Following the death of Love in May, attention to protective order legislation intensified—particularly for individuals who are dating, but are not legally considered “family.” Huguely was arrested following Love’s death, and charged with first degree murder. However, there has been no evidence to suggest that Love, who had dated Huguely, sought a protective order against him.
Last month, the Virginia State Crime Commission met to discuss seven bills referred during the previous assembly session. On December 8, the commission resumes discussion of bills that could make protective orders available for unmarried couples and offer judges a chance to enforce them with Global Positioning Systems (GPS).
“We do have several matters being taken up by the crime commission with regards to protective orders,” says Delegate Rob Bell, R-Albemarle, who also serves as vice-chair of the commission. “Staff has come up with recommendations, but has not voted on them yet.” The General Assembly session opens January 12.
Senate Bill 208 would expand protective orders for “family abuse” to include individuals in a “substantive, intimate dating relationship”—a nebulous thing to define, although states like Arizona and Texas consider both the length and nature of the relationship.

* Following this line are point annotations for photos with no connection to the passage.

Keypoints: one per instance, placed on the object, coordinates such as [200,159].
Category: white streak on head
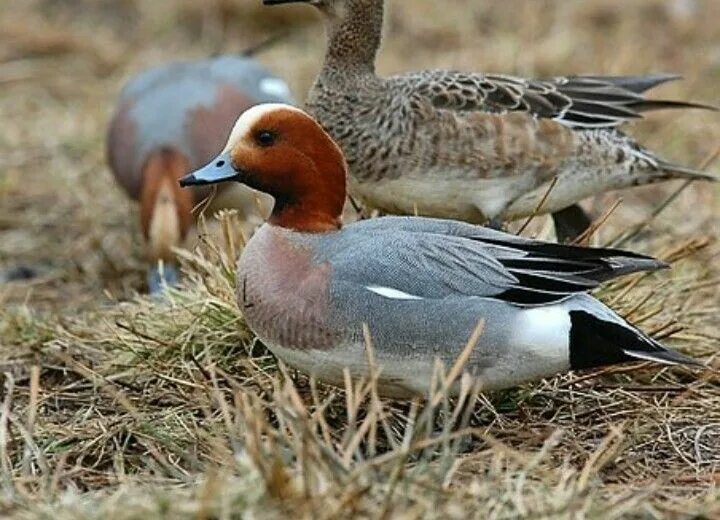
[393,294]
[274,87]
[248,119]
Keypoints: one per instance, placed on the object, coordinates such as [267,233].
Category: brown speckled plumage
[475,146]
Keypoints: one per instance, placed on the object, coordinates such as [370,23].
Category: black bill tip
[280,2]
[191,180]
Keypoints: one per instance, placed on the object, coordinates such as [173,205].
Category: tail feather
[639,84]
[667,357]
[596,341]
[647,105]
[675,171]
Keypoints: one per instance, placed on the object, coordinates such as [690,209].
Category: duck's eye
[265,138]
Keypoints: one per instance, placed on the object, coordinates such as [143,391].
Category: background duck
[478,147]
[307,285]
[171,119]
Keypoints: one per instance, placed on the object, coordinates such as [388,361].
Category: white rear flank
[545,332]
[393,294]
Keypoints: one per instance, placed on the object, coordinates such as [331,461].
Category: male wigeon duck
[306,284]
[477,147]
[170,120]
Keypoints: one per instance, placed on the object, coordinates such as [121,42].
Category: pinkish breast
[283,293]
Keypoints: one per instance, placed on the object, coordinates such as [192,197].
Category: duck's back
[188,106]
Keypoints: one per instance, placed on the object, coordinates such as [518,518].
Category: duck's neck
[354,39]
[315,202]
[315,211]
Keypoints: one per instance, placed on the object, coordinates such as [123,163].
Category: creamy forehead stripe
[248,119]
[274,87]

For that matter, Senate Bill 208 makes no mention of sexual orientation, although one comparable bill does. The North Carolina General Statute on Domestic Violence, referenced in the Virginia Crime Commission’s report, explicitly defines a “personal relationship” as heterosexual. Without clarification, whether Senate Bill 208 could be read as extending protection to homosexual couples as well as heterosexual remains to be seen.

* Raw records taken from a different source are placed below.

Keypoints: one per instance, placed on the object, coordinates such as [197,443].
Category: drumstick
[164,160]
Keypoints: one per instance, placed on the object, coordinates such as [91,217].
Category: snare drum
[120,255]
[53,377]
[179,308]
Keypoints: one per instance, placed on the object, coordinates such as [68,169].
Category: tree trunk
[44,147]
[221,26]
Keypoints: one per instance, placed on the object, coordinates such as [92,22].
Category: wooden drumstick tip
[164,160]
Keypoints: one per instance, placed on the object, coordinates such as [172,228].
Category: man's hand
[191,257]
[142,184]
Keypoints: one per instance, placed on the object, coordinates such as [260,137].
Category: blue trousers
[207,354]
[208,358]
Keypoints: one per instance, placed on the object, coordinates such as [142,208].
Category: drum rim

“There does seem to be a consensus that we should make it easier for people who are not family and household members, under the current definition, to get protective orders,” says Bell. “How we do that and how we put limitations on that is still one of the issues we’re discussing.”
According to a report presented to the commission, there are roughly 15,000 final protective orders at any given time in Virginia. (“Final” protective orders may last as long as two years, and may be renewed.) Last year, 15,000 final orders were issued for family abuse, and 400 for stalking. Kristin O’Connell, a crime analyst for the Charlottesville Police Department, says city law enforcement received 376 protective orders in 2009.
Family abuse orders outnumber those for stalking more than 35 to 1, and are easier to acquire. A protective order for stalking—defined as “conduct directed at another person with the intent to place…that other person in reasonable fear of death, criminal sexual assault, or bodily injury to that other person”—requires a criminal warrant.
The Crimes Commission also discussed House Bill 164, which would allow Virginia judges to require the respondent of a protective order to wear a Global Positioning System (GPS) device, akin to those used by the state Department of Corrections to monitor high-risk sex offenders. Another proposal, House Bill 656, would force the respondent to pay for the GPS device.
“The issue,” says Charlottesville Police Lieutenant Ronnie Roberts, “is what court the cases are going to.” Busy court dockets could grow busier, and there is no language in the proposed bills to specify who would monitor GPS signals. For the current fiscal year, the city’s budget for “Court and Support Services” is $1.05 million, a slight reduction from the previous year.
Roberts says the most important enforcement tool remains early notification.
“We’ve taken a step in the next direction to protect victims of domestic violence,” says Roberts. “The cases that really raise a red flag for me are the ones where the victim of the case never calls.”